Dr. Kory’s efforts were drawn to the attention of Wisconsin Senator Ron Johnson, who was chairman of the Senate Homeland Security Committee. Since his daughter had been born with a congenital heart defect—successfully corrected by an innovative operation—Senator Johnson had believed that if citizens were faced with a life-threatening condition for which there was no proven treatment, they should have the right to try drugs or operations that seem to offer some benefit, even if these had not yet passed the conventional FDA-approval process. The alternative was to do nothing and accept the high probability of death.

Critics of the right to try claim that unless procedures and medications are carefully regulated by the FDA, unscrupulous doctors will create false hope by offering them to desperate patients, even if there is little trial data to prove their efficacy. Senator Johnson did not find this argument persuasive and he introduced his federal right to try bill in 2017. A companion bill was introduced in the House, ultimately passed in both houses, and was signed into law by President Trump in 2018.

Upon Senator Johnson’s invitation, Professor Kory addressed the Senate Homeland Security Committee on May 6, 2020. Speaking via WebEx, Kory stated the credentials of the FLCCC doctors, and then explained the rationale for using their protocol. He then reported the success they and other doctors were having with it.

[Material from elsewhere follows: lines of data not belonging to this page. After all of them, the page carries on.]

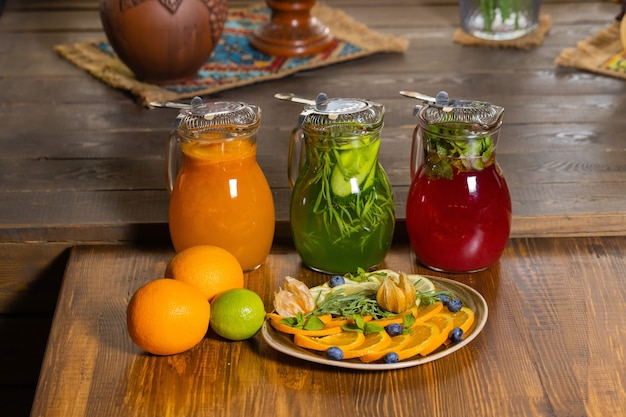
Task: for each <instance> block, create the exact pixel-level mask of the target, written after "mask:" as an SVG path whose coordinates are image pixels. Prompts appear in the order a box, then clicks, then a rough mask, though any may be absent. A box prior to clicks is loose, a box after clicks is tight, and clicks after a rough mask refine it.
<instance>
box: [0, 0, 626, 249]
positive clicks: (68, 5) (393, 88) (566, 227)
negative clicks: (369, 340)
mask: <svg viewBox="0 0 626 417" xmlns="http://www.w3.org/2000/svg"><path fill="white" fill-rule="evenodd" d="M259 1H260V0H257V1H256V2H257V3H258V2H259ZM253 2H255V1H254V0H233V1H231V2H230V6H231V7H237V6H243V5H245V4H249V3H253ZM326 3H327V4H328V5H330V6H333V7H337V8H340V9H342V10H343V11H344V12H345V13H347V14H348V15H350V16H352V17H354V18H355V19H357V20H358V21H360V22H363V23H365V24H367V25H368V26H369V27H371V28H372V29H374V30H377V31H379V32H381V33H386V34H392V35H395V36H403V37H405V38H406V39H407V40H408V41H409V48H408V50H407V51H406V53H404V54H379V55H375V56H371V57H366V58H363V59H359V60H357V61H353V62H347V63H343V64H339V65H333V66H329V67H325V68H320V69H316V70H313V71H304V72H300V73H298V74H295V75H293V76H291V77H287V78H284V79H280V80H276V81H272V82H266V83H260V84H255V85H252V86H247V87H245V88H238V89H234V90H229V91H225V92H222V93H219V94H216V95H215V97H214V98H216V99H223V100H243V101H247V102H252V103H254V104H257V105H259V106H260V107H261V108H262V110H263V121H262V127H261V130H260V132H259V148H258V157H259V163H260V165H261V167H262V168H263V170H264V172H265V174H266V176H267V177H268V180H269V182H270V184H271V186H272V189H273V191H274V196H275V200H276V218H277V222H278V224H279V225H280V228H279V231H280V232H281V233H283V232H284V231H285V230H286V227H285V225H286V224H287V222H288V219H289V216H288V205H289V204H288V203H289V196H290V189H289V185H288V182H287V175H286V166H287V151H286V149H287V146H288V141H289V131H290V130H291V129H292V128H293V127H294V125H295V123H296V121H297V117H298V113H299V112H300V110H301V106H298V105H294V104H291V103H284V102H279V101H278V100H276V99H274V98H273V95H274V93H276V92H293V93H297V94H300V95H303V96H309V97H314V96H315V95H316V94H317V93H319V92H320V91H324V92H326V93H327V94H329V95H330V96H334V97H346V96H347V97H353V96H355V95H359V96H362V97H365V98H369V99H371V100H374V101H378V102H380V103H381V104H383V105H384V106H385V108H386V119H385V120H386V123H385V127H384V129H383V134H382V136H383V142H382V145H381V150H380V161H381V163H382V164H383V166H384V167H385V169H386V171H387V173H388V175H389V177H390V180H391V182H392V185H393V189H394V194H395V197H396V198H395V199H396V212H397V216H398V218H399V219H403V218H404V204H405V200H406V193H407V191H408V187H409V183H410V176H409V151H410V148H411V134H412V131H413V128H414V126H415V123H416V121H415V119H414V118H413V117H412V110H413V107H414V105H415V104H416V102H415V101H414V100H411V99H408V98H405V97H402V96H400V95H399V94H398V92H399V91H400V90H417V91H421V92H424V93H427V94H431V95H434V94H436V93H437V92H438V91H441V90H446V91H448V92H449V93H450V95H451V96H452V97H460V98H469V99H480V100H486V101H491V102H493V103H495V104H498V105H501V106H503V107H504V108H505V116H504V127H503V129H502V134H501V143H500V146H499V150H498V160H499V163H500V165H501V167H502V169H503V170H504V173H505V175H506V178H507V181H508V183H509V187H510V189H511V194H512V199H513V215H514V218H513V230H512V234H513V236H546V235H550V236H571V235H598V234H602V235H606V234H624V231H625V230H626V228H625V227H624V224H625V223H626V214H625V213H626V209H625V207H626V192H625V190H626V150H625V149H624V140H623V139H624V132H625V131H626V127H625V126H626V119H624V117H623V111H622V109H623V107H624V103H625V102H626V83H624V81H623V80H619V79H615V78H610V77H606V76H600V75H594V74H591V73H586V72H583V71H579V70H576V69H571V68H559V67H556V66H555V64H554V59H555V58H556V57H557V56H558V54H559V53H560V52H561V51H562V50H563V49H565V48H568V47H573V46H575V45H576V42H577V41H578V40H581V39H583V38H586V37H588V36H592V35H594V34H595V33H596V32H597V31H598V30H600V29H603V28H605V27H607V26H608V25H610V24H611V22H612V20H613V18H614V17H615V15H616V14H617V12H618V11H619V6H618V5H616V4H614V3H609V2H607V1H601V0H569V1H567V0H545V1H544V3H545V5H544V7H543V9H542V10H543V11H544V12H545V13H548V14H549V15H550V16H551V18H552V21H553V24H552V29H551V32H550V34H549V36H547V37H546V39H545V42H544V44H543V45H542V46H541V47H538V48H535V49H532V50H529V51H519V50H498V49H490V48H476V47H464V46H461V45H459V44H456V43H454V42H453V41H452V35H453V33H454V30H455V29H456V28H458V25H459V24H458V19H459V17H458V0H436V1H433V0H418V1H416V0H393V1H385V3H384V4H382V3H381V2H380V1H378V0H366V1H359V2H355V1H354V0H328V1H326ZM0 34H1V36H2V41H3V43H2V45H3V46H2V54H0V103H3V104H2V107H1V112H0V117H1V120H2V129H1V130H0V143H2V144H3V145H4V146H3V149H4V151H3V155H2V158H3V160H4V163H3V164H0V178H2V181H3V187H2V189H0V241H5V242H24V241H78V242H103V241H106V242H109V241H126V242H128V241H135V240H137V239H138V237H140V235H142V234H143V235H146V234H153V235H158V236H166V235H167V227H166V224H167V204H168V193H167V191H166V189H165V184H164V179H163V169H164V152H165V144H166V140H167V135H168V133H169V131H170V129H171V128H172V125H173V122H174V119H175V116H176V111H175V110H147V109H145V108H142V107H141V106H139V105H138V104H136V103H135V102H134V101H133V100H132V98H131V97H129V96H128V95H127V94H125V93H124V92H121V91H118V90H115V89H112V88H110V87H108V86H107V85H105V84H103V83H101V82H99V81H97V80H95V79H94V78H93V77H91V76H90V75H89V74H87V73H86V72H84V71H82V70H80V69H77V68H76V67H74V66H73V65H72V64H70V63H69V62H67V61H65V60H64V59H62V58H60V57H59V56H57V55H56V54H55V53H54V51H53V47H54V45H57V44H64V43H72V42H80V41H85V40H90V39H94V38H98V37H102V36H104V34H103V32H102V25H101V23H100V18H99V15H98V5H97V1H96V0H73V1H45V2H42V0H23V1H17V0H8V3H7V6H6V11H5V13H4V15H3V16H2V18H1V20H0ZM24 207H29V209H28V210H24Z"/></svg>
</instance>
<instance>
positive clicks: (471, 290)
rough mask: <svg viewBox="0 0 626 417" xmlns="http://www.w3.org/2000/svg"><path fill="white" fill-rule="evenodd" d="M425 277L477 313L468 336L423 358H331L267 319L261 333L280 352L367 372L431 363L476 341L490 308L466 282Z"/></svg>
mask: <svg viewBox="0 0 626 417" xmlns="http://www.w3.org/2000/svg"><path fill="white" fill-rule="evenodd" d="M424 276H425V277H426V278H428V279H430V280H431V281H432V282H433V283H434V284H435V288H436V290H437V291H451V292H452V293H453V294H454V295H455V296H457V297H459V298H460V299H461V301H463V305H464V306H466V307H469V308H470V309H472V310H473V311H474V315H475V317H474V324H473V325H472V328H471V329H470V331H469V334H468V335H467V336H466V337H465V339H463V340H462V341H461V342H459V343H455V344H450V345H448V346H447V347H444V348H439V349H438V350H436V351H434V352H433V353H431V354H430V355H427V356H423V357H422V356H420V355H416V356H415V357H414V358H412V359H407V360H404V361H400V362H396V363H363V362H361V361H359V360H358V359H349V360H341V361H336V360H332V359H328V358H327V357H326V356H324V353H322V352H314V351H312V350H307V349H304V348H301V347H299V346H296V345H295V344H294V343H293V336H291V335H288V334H286V333H282V332H279V331H278V330H276V329H274V328H273V327H272V325H271V324H270V323H269V321H268V320H266V321H265V323H264V324H263V328H262V329H261V334H262V335H263V339H265V341H266V342H267V344H268V345H270V346H271V347H273V348H274V349H276V350H277V351H279V352H282V353H285V354H287V355H289V356H293V357H295V358H299V359H302V360H305V361H309V362H315V363H320V364H323V365H329V366H335V367H340V368H351V369H360V370H365V371H379V370H386V369H400V368H408V367H411V366H417V365H422V364H424V363H428V362H432V361H434V360H437V359H439V358H443V357H444V356H447V355H449V354H451V353H453V352H456V351H457V350H459V349H461V348H463V347H464V346H466V345H467V344H468V343H470V342H471V341H472V340H474V339H475V338H476V336H478V335H479V334H480V332H481V331H482V329H483V327H485V323H486V322H487V315H488V309H487V303H486V302H485V299H484V298H483V296H482V295H480V294H479V293H478V292H477V291H476V290H474V289H473V288H471V287H468V286H467V285H465V284H461V283H460V282H456V281H453V280H450V279H446V278H437V277H431V276H428V275H424Z"/></svg>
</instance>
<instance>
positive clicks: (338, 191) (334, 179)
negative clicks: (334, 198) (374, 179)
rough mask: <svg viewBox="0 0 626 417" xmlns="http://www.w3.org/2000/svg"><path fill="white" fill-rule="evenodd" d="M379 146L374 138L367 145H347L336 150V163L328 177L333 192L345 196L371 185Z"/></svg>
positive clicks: (344, 196)
mask: <svg viewBox="0 0 626 417" xmlns="http://www.w3.org/2000/svg"><path fill="white" fill-rule="evenodd" d="M379 146H380V141H379V140H376V141H375V142H372V143H370V144H369V145H365V146H359V147H354V146H352V147H347V148H343V149H341V150H339V151H338V152H337V164H336V166H335V167H334V168H333V172H332V174H331V179H330V186H331V190H332V192H333V194H335V195H336V196H338V197H347V196H349V195H350V194H358V193H360V192H362V191H364V190H365V189H367V188H368V187H371V186H372V184H373V183H374V176H375V173H376V172H375V171H376V169H375V168H376V164H377V162H378V147H379Z"/></svg>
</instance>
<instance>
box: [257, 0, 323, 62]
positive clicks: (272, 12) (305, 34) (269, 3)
mask: <svg viewBox="0 0 626 417" xmlns="http://www.w3.org/2000/svg"><path fill="white" fill-rule="evenodd" d="M265 3H266V4H267V6H268V7H269V8H270V10H271V11H272V15H271V17H270V20H269V22H267V23H265V24H263V25H261V26H260V27H259V28H257V29H256V30H255V31H254V32H253V33H252V34H251V36H250V43H251V44H252V46H253V47H254V48H256V49H257V50H259V51H261V52H263V53H266V54H268V55H276V56H287V57H295V56H306V55H314V54H317V53H320V52H322V51H324V50H326V49H328V47H329V46H330V44H331V43H332V42H333V36H332V34H331V33H330V30H329V29H328V28H327V27H326V26H325V25H324V24H323V23H322V22H320V21H319V20H317V19H316V18H315V17H313V16H312V15H311V9H312V8H313V6H315V3H316V0H266V1H265Z"/></svg>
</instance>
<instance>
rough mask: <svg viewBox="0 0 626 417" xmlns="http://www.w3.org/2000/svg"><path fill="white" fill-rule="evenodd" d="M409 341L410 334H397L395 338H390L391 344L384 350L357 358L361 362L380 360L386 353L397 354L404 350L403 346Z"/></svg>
mask: <svg viewBox="0 0 626 417" xmlns="http://www.w3.org/2000/svg"><path fill="white" fill-rule="evenodd" d="M410 341H411V335H410V334H399V335H397V336H393V337H392V338H391V344H389V346H387V347H386V348H385V349H383V350H380V351H378V352H374V353H368V354H366V355H363V356H361V357H359V359H360V360H361V362H374V361H377V360H379V359H382V358H383V357H384V356H385V355H386V354H387V353H390V352H398V351H400V350H402V349H404V348H405V346H406V345H407V344H408V343H409V342H410Z"/></svg>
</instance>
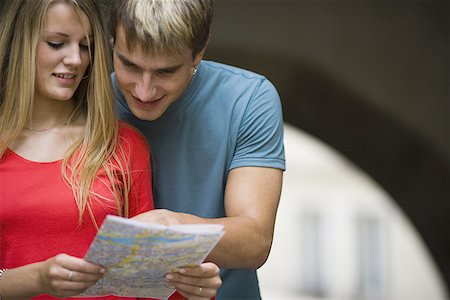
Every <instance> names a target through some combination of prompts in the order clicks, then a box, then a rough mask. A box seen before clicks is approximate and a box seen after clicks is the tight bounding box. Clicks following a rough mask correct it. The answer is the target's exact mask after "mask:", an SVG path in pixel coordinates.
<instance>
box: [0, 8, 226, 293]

This was excellent news, and a naive viewer would likely assume that it would be welcomed by the entire medical profession.

And yet, despite the FLCCC’s well-founded rationale for their therapy, broad consensus for the efficacy of its components in related conditions, and their success with it, they continued to get pushback from the CDC and NIH, which refused to change their advisory against using corticosteroids to treat COVID-19. On four occasions, the FLCCC tried to notify the White House of their favorable results, but they received no reply.